The state’s Division of Investment is in the very early stages of planning out a sale and has not yet selected which funds would be part of a secondaries offering, sources told PEI. The offering could include as much as $1 billion-worth of private equity holdings, according to one market source.
New Jersey declined to comment.
New Jersey is considering hiring a broker for the sale, sources said, including UBS, Cogent Partners or Credit Suisse, though Credit Suisse may have some conflicts that would prevent the bank from participating. New Jersey has several specialised private equity accounts with Credit Suisse. UBS, Credit Suisse and Cogent declined to comment.
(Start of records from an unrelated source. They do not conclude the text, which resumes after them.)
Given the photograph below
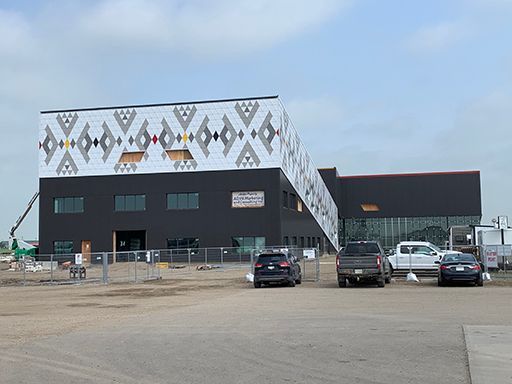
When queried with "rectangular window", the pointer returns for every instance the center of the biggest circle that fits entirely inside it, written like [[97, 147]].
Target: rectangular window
[[131, 157], [293, 201], [188, 200], [62, 247], [68, 205], [285, 199], [179, 154], [183, 243], [248, 243], [129, 203]]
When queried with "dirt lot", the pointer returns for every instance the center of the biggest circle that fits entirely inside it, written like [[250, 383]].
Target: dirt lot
[[213, 327]]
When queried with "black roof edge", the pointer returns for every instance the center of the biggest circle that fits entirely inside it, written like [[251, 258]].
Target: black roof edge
[[160, 104]]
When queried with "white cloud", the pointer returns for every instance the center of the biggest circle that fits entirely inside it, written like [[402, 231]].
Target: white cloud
[[439, 37], [64, 54], [213, 28]]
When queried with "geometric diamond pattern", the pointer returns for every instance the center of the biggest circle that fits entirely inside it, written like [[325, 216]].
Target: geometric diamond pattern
[[267, 132], [166, 137], [221, 135], [204, 136], [49, 145], [184, 115], [246, 111], [84, 142], [227, 135]]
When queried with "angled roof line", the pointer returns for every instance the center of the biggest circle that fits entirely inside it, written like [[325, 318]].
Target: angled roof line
[[410, 174], [159, 104]]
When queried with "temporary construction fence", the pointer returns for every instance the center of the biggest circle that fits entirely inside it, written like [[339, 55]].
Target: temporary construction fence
[[138, 266], [497, 259]]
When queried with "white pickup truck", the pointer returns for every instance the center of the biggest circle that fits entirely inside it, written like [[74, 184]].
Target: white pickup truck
[[423, 255]]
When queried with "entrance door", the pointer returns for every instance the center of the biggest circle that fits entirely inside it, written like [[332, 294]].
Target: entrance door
[[86, 251], [127, 242]]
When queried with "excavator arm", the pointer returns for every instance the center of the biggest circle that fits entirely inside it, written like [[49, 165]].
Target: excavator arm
[[23, 215]]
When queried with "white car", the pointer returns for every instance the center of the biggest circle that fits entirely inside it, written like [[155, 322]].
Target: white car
[[423, 255], [33, 268], [6, 258]]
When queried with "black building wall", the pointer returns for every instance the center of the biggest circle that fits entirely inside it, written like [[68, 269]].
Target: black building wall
[[296, 224], [406, 195], [214, 223]]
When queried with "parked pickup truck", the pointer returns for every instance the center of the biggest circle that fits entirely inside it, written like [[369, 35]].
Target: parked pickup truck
[[362, 261], [423, 256]]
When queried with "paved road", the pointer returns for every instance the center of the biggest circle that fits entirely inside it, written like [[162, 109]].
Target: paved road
[[490, 353], [400, 334]]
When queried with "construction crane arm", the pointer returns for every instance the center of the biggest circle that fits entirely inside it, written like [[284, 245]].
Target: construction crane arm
[[23, 215]]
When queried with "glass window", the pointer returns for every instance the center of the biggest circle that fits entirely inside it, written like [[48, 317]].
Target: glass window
[[61, 247], [285, 199], [119, 203], [182, 200], [129, 203], [293, 201], [193, 200], [68, 204], [140, 202], [172, 201], [183, 243], [79, 204], [248, 243]]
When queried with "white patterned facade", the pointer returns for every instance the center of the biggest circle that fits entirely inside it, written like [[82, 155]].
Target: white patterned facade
[[220, 135]]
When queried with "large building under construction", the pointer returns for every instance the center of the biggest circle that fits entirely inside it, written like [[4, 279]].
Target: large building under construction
[[220, 173]]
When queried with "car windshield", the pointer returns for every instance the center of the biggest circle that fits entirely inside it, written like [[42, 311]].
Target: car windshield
[[436, 248], [360, 248], [458, 257], [264, 259]]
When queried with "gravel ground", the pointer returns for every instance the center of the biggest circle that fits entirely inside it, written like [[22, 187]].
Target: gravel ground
[[213, 327]]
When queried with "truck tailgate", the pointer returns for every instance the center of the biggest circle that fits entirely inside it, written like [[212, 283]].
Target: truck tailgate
[[358, 262]]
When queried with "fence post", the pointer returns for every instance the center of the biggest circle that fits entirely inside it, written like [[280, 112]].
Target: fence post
[[317, 278], [24, 271], [51, 268], [105, 267], [135, 253]]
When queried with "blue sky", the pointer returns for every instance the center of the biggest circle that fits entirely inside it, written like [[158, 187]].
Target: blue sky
[[372, 86]]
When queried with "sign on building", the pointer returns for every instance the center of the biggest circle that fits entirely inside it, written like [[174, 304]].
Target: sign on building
[[248, 199], [491, 256]]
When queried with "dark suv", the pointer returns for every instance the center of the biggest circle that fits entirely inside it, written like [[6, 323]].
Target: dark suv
[[277, 267]]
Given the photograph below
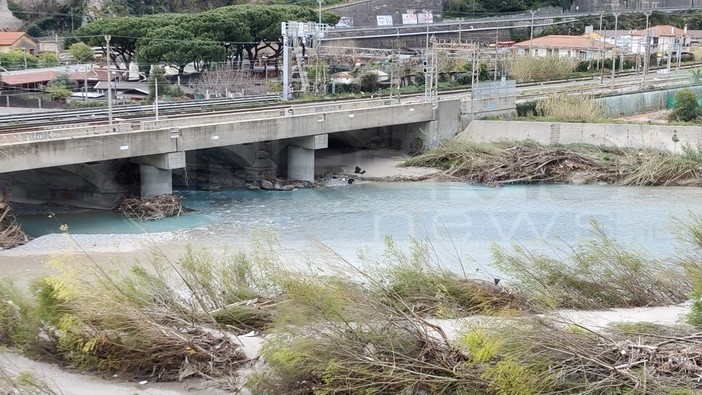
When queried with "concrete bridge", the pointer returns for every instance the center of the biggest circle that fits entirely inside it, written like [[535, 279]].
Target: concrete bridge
[[83, 163]]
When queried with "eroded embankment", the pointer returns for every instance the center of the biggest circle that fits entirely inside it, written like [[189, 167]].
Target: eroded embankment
[[510, 162]]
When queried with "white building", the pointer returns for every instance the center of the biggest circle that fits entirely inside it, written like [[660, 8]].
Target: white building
[[577, 47]]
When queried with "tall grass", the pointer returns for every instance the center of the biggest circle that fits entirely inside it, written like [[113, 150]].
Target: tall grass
[[528, 162], [572, 108], [597, 273], [530, 68], [367, 330]]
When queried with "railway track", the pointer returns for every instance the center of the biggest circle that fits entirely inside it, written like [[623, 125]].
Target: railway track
[[48, 121]]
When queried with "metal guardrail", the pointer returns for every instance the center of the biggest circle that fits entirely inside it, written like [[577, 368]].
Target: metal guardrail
[[117, 110]]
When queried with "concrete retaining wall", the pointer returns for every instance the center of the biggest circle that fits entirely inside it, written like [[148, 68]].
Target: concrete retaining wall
[[642, 101], [621, 135]]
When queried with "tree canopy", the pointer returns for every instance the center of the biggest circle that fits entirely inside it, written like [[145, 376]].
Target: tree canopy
[[179, 39]]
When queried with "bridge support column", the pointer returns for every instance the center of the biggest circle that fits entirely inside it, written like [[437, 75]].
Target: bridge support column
[[155, 172], [301, 156]]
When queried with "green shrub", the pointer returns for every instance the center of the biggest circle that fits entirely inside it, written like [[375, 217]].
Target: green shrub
[[686, 108]]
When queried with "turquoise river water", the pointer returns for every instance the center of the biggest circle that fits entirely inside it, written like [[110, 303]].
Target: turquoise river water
[[460, 220]]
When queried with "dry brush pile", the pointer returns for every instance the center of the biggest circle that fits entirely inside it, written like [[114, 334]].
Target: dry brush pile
[[510, 162], [152, 208], [11, 234]]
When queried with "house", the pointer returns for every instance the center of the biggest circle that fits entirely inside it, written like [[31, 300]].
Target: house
[[662, 39], [50, 45], [125, 91], [577, 47], [21, 41], [33, 79]]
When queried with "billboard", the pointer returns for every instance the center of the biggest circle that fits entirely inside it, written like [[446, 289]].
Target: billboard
[[384, 20], [425, 17], [409, 19]]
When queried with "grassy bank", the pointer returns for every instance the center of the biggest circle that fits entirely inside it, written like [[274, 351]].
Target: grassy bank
[[511, 162], [379, 329]]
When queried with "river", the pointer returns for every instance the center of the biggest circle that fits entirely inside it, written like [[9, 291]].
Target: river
[[460, 220]]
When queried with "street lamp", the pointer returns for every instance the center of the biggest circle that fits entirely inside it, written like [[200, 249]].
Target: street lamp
[[109, 84], [614, 54], [531, 36], [647, 56]]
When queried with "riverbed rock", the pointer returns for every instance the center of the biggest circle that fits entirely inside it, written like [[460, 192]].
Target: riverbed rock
[[265, 184]]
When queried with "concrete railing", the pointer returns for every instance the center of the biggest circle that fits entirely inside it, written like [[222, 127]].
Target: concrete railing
[[293, 110], [91, 144]]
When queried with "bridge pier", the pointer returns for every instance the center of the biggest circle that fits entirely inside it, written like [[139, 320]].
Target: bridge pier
[[301, 156], [155, 172]]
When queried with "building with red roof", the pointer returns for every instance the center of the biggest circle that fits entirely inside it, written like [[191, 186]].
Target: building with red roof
[[21, 41]]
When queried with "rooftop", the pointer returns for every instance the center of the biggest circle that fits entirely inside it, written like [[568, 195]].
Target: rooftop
[[9, 38]]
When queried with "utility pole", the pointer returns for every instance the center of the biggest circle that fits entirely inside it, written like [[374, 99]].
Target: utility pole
[[156, 96], [604, 43], [286, 61], [109, 83], [601, 54], [647, 55], [459, 29], [85, 84], [531, 36], [614, 54], [497, 40]]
One person with knowledge of the pension said “nothing is imminent” and the sense is that if the state doesn’t think it can get the right prices for its holdings, it won’t sell. While no specific funds have been targeted for sale, if the pension “puts out all junk” on the market, it probably won’t like the prices buyers will be willing to pay, the person said.
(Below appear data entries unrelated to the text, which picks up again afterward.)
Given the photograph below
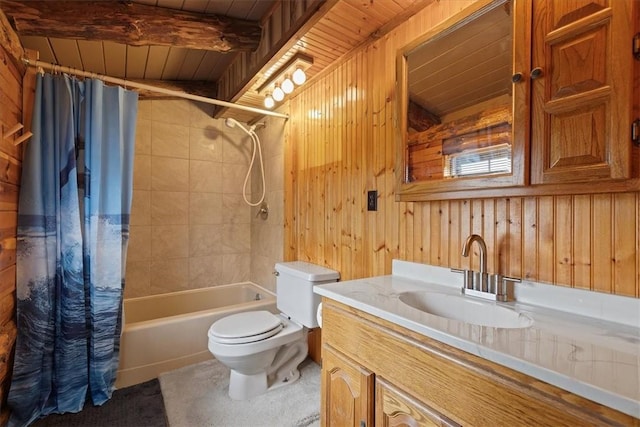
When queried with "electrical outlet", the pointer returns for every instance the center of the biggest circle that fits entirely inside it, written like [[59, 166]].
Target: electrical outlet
[[372, 200]]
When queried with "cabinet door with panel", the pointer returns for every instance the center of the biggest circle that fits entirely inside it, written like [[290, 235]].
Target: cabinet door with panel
[[395, 408], [347, 391], [582, 90]]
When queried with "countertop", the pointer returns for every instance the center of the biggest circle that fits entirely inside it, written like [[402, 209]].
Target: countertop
[[584, 342]]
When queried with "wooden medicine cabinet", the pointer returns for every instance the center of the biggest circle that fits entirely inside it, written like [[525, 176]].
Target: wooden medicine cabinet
[[520, 97]]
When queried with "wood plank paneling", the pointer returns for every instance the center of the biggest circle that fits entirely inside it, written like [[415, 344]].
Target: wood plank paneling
[[588, 242]]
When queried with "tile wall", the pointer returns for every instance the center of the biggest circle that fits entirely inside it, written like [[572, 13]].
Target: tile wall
[[190, 227]]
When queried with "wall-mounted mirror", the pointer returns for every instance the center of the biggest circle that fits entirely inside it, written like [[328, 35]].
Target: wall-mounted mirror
[[456, 103]]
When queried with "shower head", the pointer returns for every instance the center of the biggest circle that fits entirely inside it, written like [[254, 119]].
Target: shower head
[[230, 122]]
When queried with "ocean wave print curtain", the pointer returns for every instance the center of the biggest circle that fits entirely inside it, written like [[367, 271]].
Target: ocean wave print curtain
[[73, 225]]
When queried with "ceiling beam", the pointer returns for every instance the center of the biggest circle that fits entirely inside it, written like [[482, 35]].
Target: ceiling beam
[[193, 87], [132, 24], [9, 40]]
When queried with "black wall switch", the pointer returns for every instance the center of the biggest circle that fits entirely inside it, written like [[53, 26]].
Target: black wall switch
[[372, 200]]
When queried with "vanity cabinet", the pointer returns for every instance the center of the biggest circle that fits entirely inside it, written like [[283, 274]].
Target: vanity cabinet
[[373, 369], [347, 391]]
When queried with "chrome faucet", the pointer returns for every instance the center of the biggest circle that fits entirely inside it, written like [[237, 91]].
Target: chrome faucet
[[482, 284], [472, 278], [483, 250]]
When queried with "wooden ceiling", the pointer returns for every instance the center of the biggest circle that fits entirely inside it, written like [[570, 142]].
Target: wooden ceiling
[[324, 29]]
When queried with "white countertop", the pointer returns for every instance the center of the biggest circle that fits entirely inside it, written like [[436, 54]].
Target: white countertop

The sale is an effort to cut down on the number of private equity relationships in the private equity portfolio, sources said. New Jersey is “basically looking to kick-start its programme” after making only one pure private equity commitment in two years, one secondaries source said.
The pension has formed numerous relationships since the programme launched, including with TPG, The Carlyle Group, Onex Partners, Welsh, Carson, Anderson & Stowe and JLL Partners. New Jersey also has several private equity separate accounts with Credit Suisse.
New Jersey launched its private equity programme in 2005 and committed capital at a quick pace. The pension has about $4.6 billion committed to the asset class. The pension’s target to private equity is about 7 percent, with its actual allocation at about 5.5 percent as of November 2010.
The state investment council last year preliminarily recommended increasing the overall allocation to alternatives to 38 percent from 28 percent and bumping up private equity to a 12 percent target. The new asset allocations need final approval from the council.
Several US public pensions are using the secondaries market this year to manage their private equity portfolios. The California Public Employees’ Retirement System is selling about $800 million-worth of private equity holdings, and the New Mexico’s state endowment is considering a substantial secondaries offering to trim down its manager relationships.